IS-IS SRv6 Extension deployed this time enables to set SRv6 in the network and advertise the information. However, there remain some points to be improved. For example, there are two drafts associated with IS-IS SRv6 Extension.

The introduction of these technologies enables to make network separation and traffic control of SRv6 more flexible, so I want to add them. I also want to merge this Extension to upstream.

Considerations for Development

Before participating in this internship, I usually wrote as little as several hundreds of lines of code for experiments without any experience of large-scale development and had to complete the development through the verification in time while initially, I did not know the mechanism and internal structure of FRR, SRv6, etc. This may be a rare situation and the conclusion may be mundane, but let me share what I was aware of in this development flow, etc.

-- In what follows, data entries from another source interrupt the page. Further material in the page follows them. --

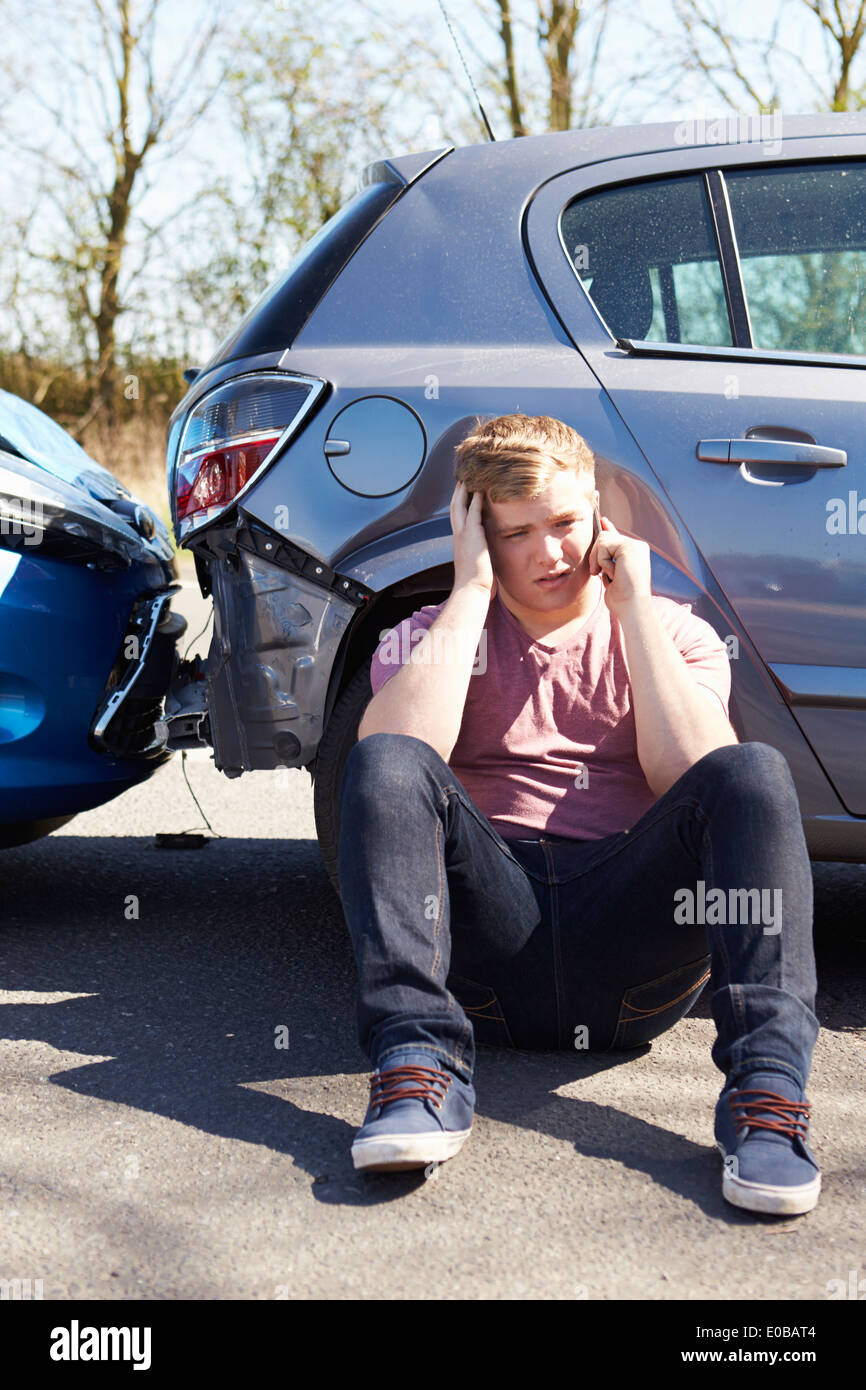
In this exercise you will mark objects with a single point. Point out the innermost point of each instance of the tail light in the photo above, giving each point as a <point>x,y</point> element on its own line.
<point>231,437</point>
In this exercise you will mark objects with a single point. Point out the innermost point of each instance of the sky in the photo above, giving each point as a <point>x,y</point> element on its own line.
<point>38,31</point>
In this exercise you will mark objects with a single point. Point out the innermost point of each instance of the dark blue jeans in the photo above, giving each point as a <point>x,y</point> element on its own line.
<point>560,944</point>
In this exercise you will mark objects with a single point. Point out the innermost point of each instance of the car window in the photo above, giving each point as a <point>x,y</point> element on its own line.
<point>648,259</point>
<point>801,234</point>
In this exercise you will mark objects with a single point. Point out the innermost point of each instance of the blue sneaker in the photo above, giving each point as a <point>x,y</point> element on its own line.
<point>762,1125</point>
<point>420,1112</point>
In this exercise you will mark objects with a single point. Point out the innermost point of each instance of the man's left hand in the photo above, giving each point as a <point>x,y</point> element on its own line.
<point>623,562</point>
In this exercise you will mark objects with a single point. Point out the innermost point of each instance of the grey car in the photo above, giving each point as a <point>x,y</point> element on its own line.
<point>690,298</point>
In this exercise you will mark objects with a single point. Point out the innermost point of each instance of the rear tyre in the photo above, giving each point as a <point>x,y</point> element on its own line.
<point>335,745</point>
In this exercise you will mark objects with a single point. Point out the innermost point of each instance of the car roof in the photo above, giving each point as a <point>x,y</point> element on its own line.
<point>533,159</point>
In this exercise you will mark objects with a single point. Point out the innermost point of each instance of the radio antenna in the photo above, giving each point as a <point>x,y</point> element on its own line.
<point>487,124</point>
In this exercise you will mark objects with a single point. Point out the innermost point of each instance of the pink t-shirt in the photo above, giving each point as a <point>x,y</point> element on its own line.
<point>548,741</point>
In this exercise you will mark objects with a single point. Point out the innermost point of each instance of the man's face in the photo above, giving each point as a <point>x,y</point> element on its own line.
<point>540,545</point>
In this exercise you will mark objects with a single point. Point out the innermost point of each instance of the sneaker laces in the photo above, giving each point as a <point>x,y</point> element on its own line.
<point>791,1118</point>
<point>409,1083</point>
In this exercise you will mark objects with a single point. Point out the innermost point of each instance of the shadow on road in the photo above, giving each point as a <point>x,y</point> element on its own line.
<point>188,965</point>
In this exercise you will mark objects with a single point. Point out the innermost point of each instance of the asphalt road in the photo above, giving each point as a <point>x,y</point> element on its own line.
<point>157,1143</point>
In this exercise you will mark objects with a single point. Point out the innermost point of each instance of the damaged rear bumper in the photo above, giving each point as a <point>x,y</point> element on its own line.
<point>280,617</point>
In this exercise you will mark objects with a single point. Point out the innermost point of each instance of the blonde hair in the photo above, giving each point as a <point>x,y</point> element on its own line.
<point>517,456</point>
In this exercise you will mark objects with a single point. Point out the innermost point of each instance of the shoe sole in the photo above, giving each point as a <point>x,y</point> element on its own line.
<point>765,1197</point>
<point>402,1153</point>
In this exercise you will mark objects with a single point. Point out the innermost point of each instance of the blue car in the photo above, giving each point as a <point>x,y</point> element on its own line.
<point>88,644</point>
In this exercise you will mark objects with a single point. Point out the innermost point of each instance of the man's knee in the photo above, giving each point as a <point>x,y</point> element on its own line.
<point>387,765</point>
<point>752,773</point>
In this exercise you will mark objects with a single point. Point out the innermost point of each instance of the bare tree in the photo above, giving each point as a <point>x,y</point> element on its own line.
<point>109,103</point>
<point>312,104</point>
<point>546,74</point>
<point>752,71</point>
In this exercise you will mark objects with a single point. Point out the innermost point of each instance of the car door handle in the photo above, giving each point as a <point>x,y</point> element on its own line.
<point>772,451</point>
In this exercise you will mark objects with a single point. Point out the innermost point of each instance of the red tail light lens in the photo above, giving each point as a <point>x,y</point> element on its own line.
<point>228,438</point>
<point>221,476</point>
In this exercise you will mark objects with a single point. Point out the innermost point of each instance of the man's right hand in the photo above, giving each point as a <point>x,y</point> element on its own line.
<point>473,565</point>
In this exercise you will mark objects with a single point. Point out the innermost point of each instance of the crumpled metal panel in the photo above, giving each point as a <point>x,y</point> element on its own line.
<point>274,644</point>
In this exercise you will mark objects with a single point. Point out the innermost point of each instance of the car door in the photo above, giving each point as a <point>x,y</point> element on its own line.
<point>719,295</point>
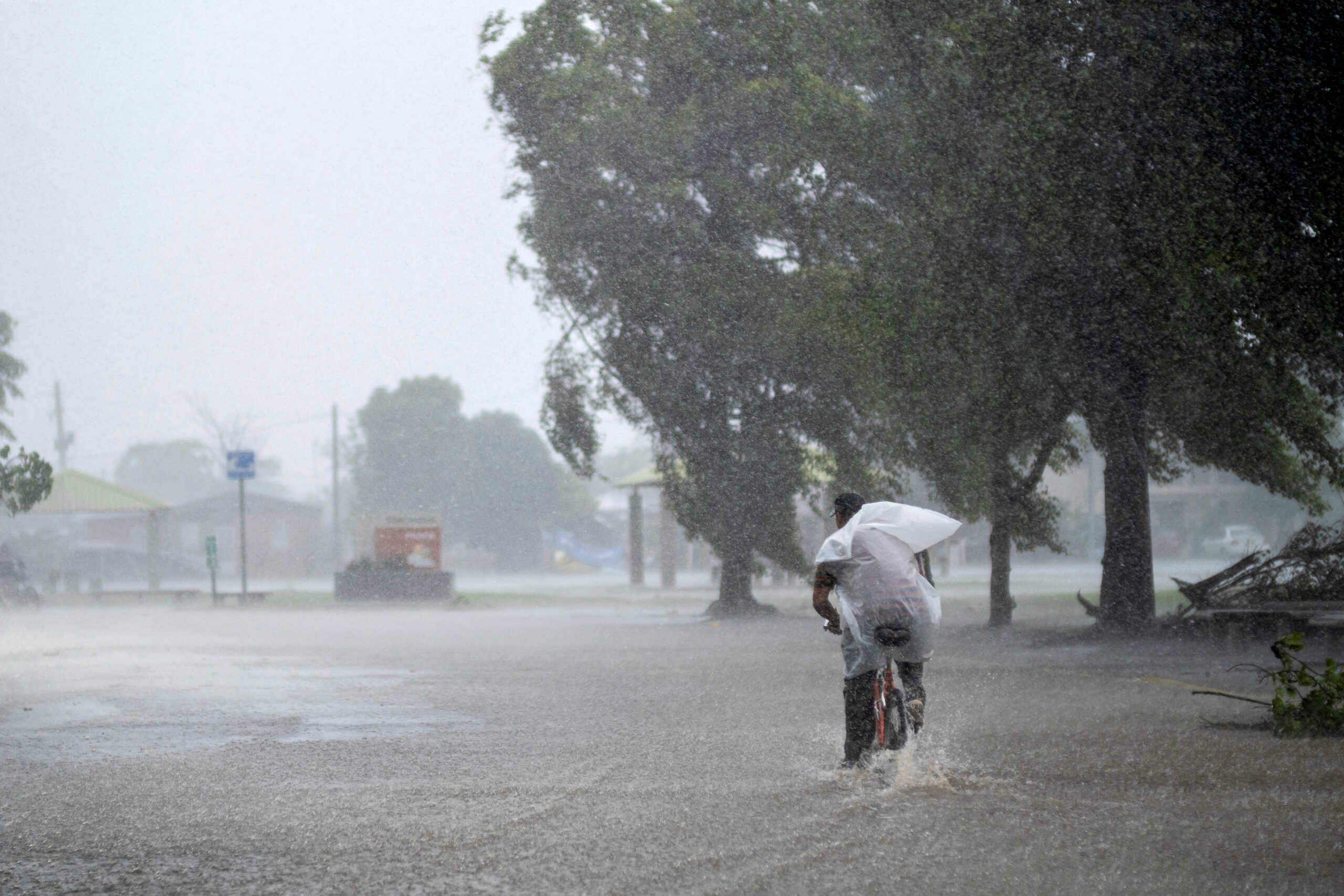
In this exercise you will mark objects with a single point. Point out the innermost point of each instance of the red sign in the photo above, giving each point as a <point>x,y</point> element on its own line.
<point>418,544</point>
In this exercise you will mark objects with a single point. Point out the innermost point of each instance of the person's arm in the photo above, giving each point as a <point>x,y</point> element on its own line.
<point>822,585</point>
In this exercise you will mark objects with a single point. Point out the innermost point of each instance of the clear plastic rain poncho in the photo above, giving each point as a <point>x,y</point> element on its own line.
<point>878,582</point>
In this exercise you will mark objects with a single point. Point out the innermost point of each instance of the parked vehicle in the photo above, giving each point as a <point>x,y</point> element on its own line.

Organizing My To-dos in Details Including Learning of Knowledge before Development

List and organize what knowledge and preparation are necessary for the development and verification before starting the development. This can be based on your imagination. Of course, to-dos will be updated in the process of skill learning and development in line with the list, so update the list accordingly. Anyway, it is important to grasp the big picture of the development and visualize your progress.

Prioritizing To-dos

It is necessary to prioritize to-dos: for example, when you come up with what you have to do while proceeding with to-dos, consider the importance for completion, and add it to the list, and do other things if it does not have to be completed right now, like make the code appear clean. It is often the case especially in developments to modify cod made by others such as OSS contributions that the developer reuses an existing code because existing codes are often written cleanly using a library structure. However, if it takes much time, it will be wag-the-dog. Cleaning the code can be done in the last stage, so put top priority on the completion of an operable code such as “Firstly create the container and then the content” and “Create tentative global variables and exchange values with them.”

Actively Sharing Questions

In my opinion, this is the most important point. If you have any questions, ask it in a place where there are the most people. This has the following benefits:

  • Not only members but also other people may answer your question,
  • Even basic questions can provide knowledge to other members

When asking a question, avoid just asking for advice but think for about 15 minutes by yourself, share your hypothesis, and ask whether the hypothesis is correct, which organizes your thoughts and makes the discussion very constructive. Anyway, it is important not to hesitate to ask questions even if you feel them too trivial.

Conclusion

I had never experienced such a quick development to complete the whole process from the learning of technologies to the creation of a roadmap, design, implementation, and verification in one month, but the time flew by really quickly and it was a fulfilling experience. In addition, I had very valuable experiences: for example, knowing the modification to contribute to the open-source routing platform as a team, etc. I also heard about useful technologies for future research and development through discussion with the team members during the resting time, etc. Let me also express my gratitude to the members of the network development team who guided and discussed with me, especially Mr. Shirokura, who assisted me in various processes such as the explanation of the ecosystem surrounding FRR and the creation of the roadmap.